Multi-omics approach unlocks discovery of natural products from bacteria 

Many of today’s most useful drugs were originally discovered in the natural world. After Alexander Fleming famously discovered penicillin in a moldy petri dish, scientists probed the microbial world of bacteria and fungi for new disease-fighting compounds, as well as products useful in agriculture and industry. 

Streaks of tan bacteria on a red circle Petri dish.
Burkholderia pseudomallei growing on gelose ram blood medium in a petri dish. (Adobe Stock)

But the laboratory screening process for finding natural products in bacteria is slow and struggles to find novel compounds. In a new paper published by the Proceedings of the National Academy of Sciences, a team led by Alessandra Eustaquio of the UIC College of Pharmacy describes a powerful new combination of approaches. 

“Traditional pipelines for natural product discovery tend to rediscover compounds that we already know,” said Eustaquio, an associate professor of pharmaceutical sciences. “My lab is interested in using genomics to identify and predict what natural products bacteria should be able to make and then using genetic methods to try to obtain the compound.” 

Multi-omics is the combination of genomic data with data on other biological systems, such as gene transcripts or proteins present in cells. Eustaquio’s paper applies a multi-omics approach to a strain of Burkholderia, a bacterial species found in soil. Scientists at Pfizer — where Eustaquio previously worked — used the bacterium to produce an antitumor agent called spliceostatin, currently in preclinical studies. But the fully sequenced genome of Burkholderia suggests it has genes to make as many as 28 additional compounds with potential human uses, Eustaquio said.  

Her laboratory utilized metabolomics data to determine which of these products were made in detectable quantities by Burkholderia. They found antifungal and anticancer compounds previously detected in other bacteria, and identified a new product in collaboration with chemist Roger Linington at Simon Fraser University that they named selethramide, a peptide that helps the bacteria move. While preliminary tests showed some antibiotic activity, the true applications of this new product will require more investigation. 
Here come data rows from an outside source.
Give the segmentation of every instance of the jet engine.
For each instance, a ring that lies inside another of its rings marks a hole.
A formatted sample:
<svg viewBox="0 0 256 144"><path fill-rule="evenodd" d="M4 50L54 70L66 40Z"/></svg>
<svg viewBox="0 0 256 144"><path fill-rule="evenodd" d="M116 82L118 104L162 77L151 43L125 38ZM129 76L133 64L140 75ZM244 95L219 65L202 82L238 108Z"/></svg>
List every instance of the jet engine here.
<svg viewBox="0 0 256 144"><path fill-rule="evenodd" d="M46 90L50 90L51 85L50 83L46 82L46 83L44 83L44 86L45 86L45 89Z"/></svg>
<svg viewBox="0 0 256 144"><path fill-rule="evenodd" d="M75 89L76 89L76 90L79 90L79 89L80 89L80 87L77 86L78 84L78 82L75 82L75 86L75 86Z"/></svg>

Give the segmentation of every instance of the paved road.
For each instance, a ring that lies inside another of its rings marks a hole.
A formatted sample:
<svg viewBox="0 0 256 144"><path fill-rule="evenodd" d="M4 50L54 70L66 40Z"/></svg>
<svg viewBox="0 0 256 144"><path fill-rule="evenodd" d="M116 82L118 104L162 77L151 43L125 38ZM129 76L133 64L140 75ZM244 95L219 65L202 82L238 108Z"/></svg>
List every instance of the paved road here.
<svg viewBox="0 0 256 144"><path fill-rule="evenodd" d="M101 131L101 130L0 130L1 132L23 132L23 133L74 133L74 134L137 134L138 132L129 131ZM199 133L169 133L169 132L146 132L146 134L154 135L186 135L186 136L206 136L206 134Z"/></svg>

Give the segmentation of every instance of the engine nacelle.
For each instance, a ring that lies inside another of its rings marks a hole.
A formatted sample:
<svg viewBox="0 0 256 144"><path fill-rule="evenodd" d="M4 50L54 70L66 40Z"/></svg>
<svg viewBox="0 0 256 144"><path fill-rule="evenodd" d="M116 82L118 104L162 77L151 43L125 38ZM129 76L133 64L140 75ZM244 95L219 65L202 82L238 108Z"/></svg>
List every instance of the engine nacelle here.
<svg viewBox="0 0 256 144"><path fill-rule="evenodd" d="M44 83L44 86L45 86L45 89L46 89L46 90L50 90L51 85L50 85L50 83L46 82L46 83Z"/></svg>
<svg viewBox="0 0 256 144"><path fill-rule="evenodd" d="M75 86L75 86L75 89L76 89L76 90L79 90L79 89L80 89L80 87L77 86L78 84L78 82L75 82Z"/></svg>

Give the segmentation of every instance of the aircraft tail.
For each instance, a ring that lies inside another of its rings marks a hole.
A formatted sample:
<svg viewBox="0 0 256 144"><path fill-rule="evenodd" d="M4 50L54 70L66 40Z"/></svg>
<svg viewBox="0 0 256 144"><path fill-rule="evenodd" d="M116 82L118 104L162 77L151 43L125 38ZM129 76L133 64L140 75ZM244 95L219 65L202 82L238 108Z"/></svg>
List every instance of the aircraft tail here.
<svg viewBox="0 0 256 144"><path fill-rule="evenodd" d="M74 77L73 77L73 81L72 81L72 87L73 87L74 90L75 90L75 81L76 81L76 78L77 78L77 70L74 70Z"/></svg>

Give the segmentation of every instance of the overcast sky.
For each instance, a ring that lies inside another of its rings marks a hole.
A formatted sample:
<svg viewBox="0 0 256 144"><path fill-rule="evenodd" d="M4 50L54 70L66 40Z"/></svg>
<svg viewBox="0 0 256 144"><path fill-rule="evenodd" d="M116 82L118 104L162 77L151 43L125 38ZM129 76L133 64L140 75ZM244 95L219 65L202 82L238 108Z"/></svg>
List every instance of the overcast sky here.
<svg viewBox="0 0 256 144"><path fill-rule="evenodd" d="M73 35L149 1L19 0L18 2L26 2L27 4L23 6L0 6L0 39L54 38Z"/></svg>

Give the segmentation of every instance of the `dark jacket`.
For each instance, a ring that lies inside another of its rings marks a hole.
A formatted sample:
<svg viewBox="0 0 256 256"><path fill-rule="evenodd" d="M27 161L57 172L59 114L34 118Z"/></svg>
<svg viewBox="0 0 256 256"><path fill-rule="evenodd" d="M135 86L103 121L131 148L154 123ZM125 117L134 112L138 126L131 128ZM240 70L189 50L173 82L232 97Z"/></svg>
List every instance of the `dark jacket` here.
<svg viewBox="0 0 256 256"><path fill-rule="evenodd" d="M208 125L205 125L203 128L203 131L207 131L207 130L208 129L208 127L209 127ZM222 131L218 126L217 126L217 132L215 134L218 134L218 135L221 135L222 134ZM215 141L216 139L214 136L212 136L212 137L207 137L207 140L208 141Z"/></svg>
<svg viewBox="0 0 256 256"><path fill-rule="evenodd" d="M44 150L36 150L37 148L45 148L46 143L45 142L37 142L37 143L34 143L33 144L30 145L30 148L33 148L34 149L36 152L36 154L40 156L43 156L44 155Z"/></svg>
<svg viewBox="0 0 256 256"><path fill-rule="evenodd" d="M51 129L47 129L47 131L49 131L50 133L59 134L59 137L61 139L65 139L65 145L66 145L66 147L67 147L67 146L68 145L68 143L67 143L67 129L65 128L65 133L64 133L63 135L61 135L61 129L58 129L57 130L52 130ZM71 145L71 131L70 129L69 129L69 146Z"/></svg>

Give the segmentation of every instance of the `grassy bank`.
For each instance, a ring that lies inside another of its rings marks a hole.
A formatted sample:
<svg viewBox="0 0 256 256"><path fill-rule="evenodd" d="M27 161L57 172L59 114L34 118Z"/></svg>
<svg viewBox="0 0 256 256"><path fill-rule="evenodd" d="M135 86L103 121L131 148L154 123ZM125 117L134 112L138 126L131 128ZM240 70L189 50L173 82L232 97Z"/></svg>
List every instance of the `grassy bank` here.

“One of the pros of finding antibiotics through traditional screening is that you only find what you’re interested in,” Eustaquio said. “But you’re always starting the other way around with genomes, where it’s more difficult to predict what the activity of that natural product will be.” 

The multi-omics approach also enables Eustaquio’s group to study how Burkholderia could be used as a vehicle for synthetic biology and the large-scale production of natural products. 

“My motivation is to understand the bacteria and develop tools to engineer it,” Eustaquio said. “What we’re trying to do now is to develop Burkholderia as a host organism, or what people call a synthetic biology chassis, where we can find genes of interest in other bacteria, transfer those genes into our host and have it make products of interest.” 

The study involved graduate students Sylvia Kunakom and Sean Romanowski and postdoc Bruno Paulo at UIC, and postdoc Sanghoon Lee and graduate students Michael Recchia, Dennis Liu and Hannah Cavanagh at Simon Fraser.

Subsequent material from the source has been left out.